Queer by definition is whatever is at odds with the normal, the legitimate, the dominant. There is nothing in particular to which it necessarily refers. It is an identity without an essence. ‘Queer’ then, demarcates not a positivity but a positionality vis-a-vis the normative—a positionality that is not restricted to lesbians and gay men, but is in fact available to anyone who is or who feels marginalized because of her or his sexual practices: it could include some married couples without children, for example, or even (who knows?) some married couples with children.

Saint Foucault: Towards a Gay Hagiography By David M. Halperin
Jason Tester shows us how Queer culture might offer advantages of resilience & adaptability to the human population as a whole.


In this broader, more inclusive meaning of queer, to queer a narrative is to challenge expected social norms via storytelling.

The aim: Solidarity and visibility, leading to acceptance.

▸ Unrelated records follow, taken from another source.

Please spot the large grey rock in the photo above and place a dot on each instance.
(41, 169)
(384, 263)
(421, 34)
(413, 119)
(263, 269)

David Sedaris scoffed at the tall woman who considers herself queer.

Even if queerness referred only to gender, romantic and sexual minorities, when a tall woman lives in a culture where women are expected to be shorter than their male partners, and if her height leads to real, observable impacts on her settling into a normative romantic life, then yes. Within that culture, a tall woman is queer, because queerness challenges cisheteronormativity.

Julia Serano, who wrote Whipping Girl, Excluded, Sexed Up and other influential works on gender and transmisogyny happens to use the example of height to illuminate how ‘marked’ identities and stigma works. If we are uncomfortable describing a tall woman as ‘queer’, Serano’s ‘marked/unmarked’ mindset might do the job:

We may face different ‘isms’, but how it plays out in our lives is sometimes very similar. We’re invalidated in similar ways. Or similar tactics are used against us.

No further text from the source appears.